When asked about the War, Aunt Jane said she didn't remember much about

it. "But dare's one thing 'bout hit I sho' does 'member, an' dat's my

young Mistess Beckie's husband, Mr. Frazier, being off fightin' in de

Wah, an' she gittin' er letter frum him sayin' he wuz comin' home sich

an' sich er day. She wuz so happy she had all de grown slaves wu'kin'

gittin' ready fer him. Den dey brung her er letter sayin' he had been

kilt, an' she wuz in de yard when she read hit an' if dey hadn't er

kotch her she'd ov fell. I 'members de women takin' her in de house an'

gittin' her ter bed. She wuz so up sot an' took hit so hard. Dem wuz

sho' hard times an' sad 'uns too. 'Course I wuz too small ter know much

whut wuz gwine on, but I could tell hit wuz bad frum de way de older

folks looked.



"I recollects when dey say Freedom had cum. Dare wuz a speakin' fer de

slaves up here in town in Barnett's Grove. Dat mornin' Ole Miss sont all

de oldes' niggers to de speakin' an' kep' us little 'uns dat day. She

kep' us busy sweepin' de yards an' sich as dat. An' she cooked our

dinner an' give hit to us herself. I 'members de grown folks leavin'

early dat mornin' in a great big waggin.



"A while after de Wah, Pa took us over to de McMekins place an' we lived

dare fer a long time. He died an' lef' us an' den us had ter do de bes'

we could. Col. Tolbert hired me fer ter nuss his chillun an' I went over

ter his place ter live."



Aunt Jane said she isn't superstitious, but likes to see the new moon

clear and bow to it for good luck. She said it is better to show it a

piece of money, but as she doesn't always have money handy, she "jess

bows to hit nice an' polite". She keeps up with the weather by her

rheumatism and the cat: "Ef I has de reumatics I knows hit's gwine ter

rain, an' when de cat comes 'round an' sets washin' her face, look fer

rain, kase hit's er comin'. I've heared folks say dat hit's bad luck ter

stump yo' lef' foot, but I don't know boud dat. But I tell yer, when I

meets er cat I allus turns er round 'fore I goes on, dat turns de bad

luck er way."



When 19 years of age Jane married Albert Toombs. He belonged to the

Toombs family of Wilkes county. Aunt Jane said Albert brought her many

gifts while he was courting: "He warnt much on bringin' candy an'

nothin' lak dat ter eat, but he brung me shawls an' shoes--sumpin' I

could wear." They had four children, but only one is living.
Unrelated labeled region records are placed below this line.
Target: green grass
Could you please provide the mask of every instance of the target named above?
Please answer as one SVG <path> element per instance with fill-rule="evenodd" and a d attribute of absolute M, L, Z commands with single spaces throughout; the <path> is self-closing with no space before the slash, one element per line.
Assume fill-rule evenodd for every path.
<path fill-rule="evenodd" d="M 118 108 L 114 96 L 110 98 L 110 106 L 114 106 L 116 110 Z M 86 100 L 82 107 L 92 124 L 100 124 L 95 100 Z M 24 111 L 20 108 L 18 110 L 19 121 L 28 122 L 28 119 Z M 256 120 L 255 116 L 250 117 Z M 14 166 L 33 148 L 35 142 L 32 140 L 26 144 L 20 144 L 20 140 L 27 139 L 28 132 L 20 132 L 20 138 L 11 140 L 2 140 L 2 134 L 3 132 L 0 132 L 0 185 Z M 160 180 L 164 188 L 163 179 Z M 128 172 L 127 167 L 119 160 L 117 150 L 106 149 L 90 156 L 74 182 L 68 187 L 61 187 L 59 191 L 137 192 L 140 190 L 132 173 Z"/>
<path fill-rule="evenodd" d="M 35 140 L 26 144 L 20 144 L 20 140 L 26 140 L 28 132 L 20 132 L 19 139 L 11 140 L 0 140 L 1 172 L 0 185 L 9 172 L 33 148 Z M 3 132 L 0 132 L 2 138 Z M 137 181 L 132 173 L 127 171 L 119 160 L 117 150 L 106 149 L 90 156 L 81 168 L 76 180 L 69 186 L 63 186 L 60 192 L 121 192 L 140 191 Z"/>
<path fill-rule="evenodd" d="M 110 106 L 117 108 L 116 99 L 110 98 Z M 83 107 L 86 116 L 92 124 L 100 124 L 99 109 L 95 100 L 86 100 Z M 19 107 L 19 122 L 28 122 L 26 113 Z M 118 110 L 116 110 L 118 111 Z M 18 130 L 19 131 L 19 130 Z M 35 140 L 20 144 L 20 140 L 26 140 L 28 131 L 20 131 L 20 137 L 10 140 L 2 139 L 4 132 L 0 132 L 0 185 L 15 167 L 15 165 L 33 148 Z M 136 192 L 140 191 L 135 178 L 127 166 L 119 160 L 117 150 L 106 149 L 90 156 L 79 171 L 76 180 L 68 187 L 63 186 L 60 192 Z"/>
"When I wuz a growin' up", said Aunt Jane, "folks had ter wu'k." She

worked on the farm, spun, wove, "done seamster wu'k" and knitted

stockings, sox and gloves. She said she carded too, "an' in dem times ef

a nigger wanted ter git de kinks out'n dey hair, dey combed hit wid de

cards. Now dey puts all kinds ov grease on hit, an' buy straightenin'

combs. Sumpin' dat costs money, dat's all dey is, old fashion cards'll

straighten hair jess as well as all dis high smellin' stuff dey sells

now."



Aunt Jane likes to tell of those days of long ago. Her memory is

excellent and she talks well. She says she is living out her Miss Jane's

time. "Yassum, my Miss Jane died when she wuz so young, I specks I jess

livin' out her days kase I named fer her. But I does miss dem good ole

days whut's gone. I'se hungry fer de sight ov a spinnin' wheel--does you

know whare's one? Things don't look lak' dey use ter, an' as fer whut we

has ter eat, dare ain't no victuals ever smelled an' et as good as dem

what dey use ter have on de plantation when I wuz a comin' on. Yassum,

folkes has got wiser an' know mo' dan dey did, but dey is wickeder--dey

kills now 'stid er conjurin' lak' dey did me."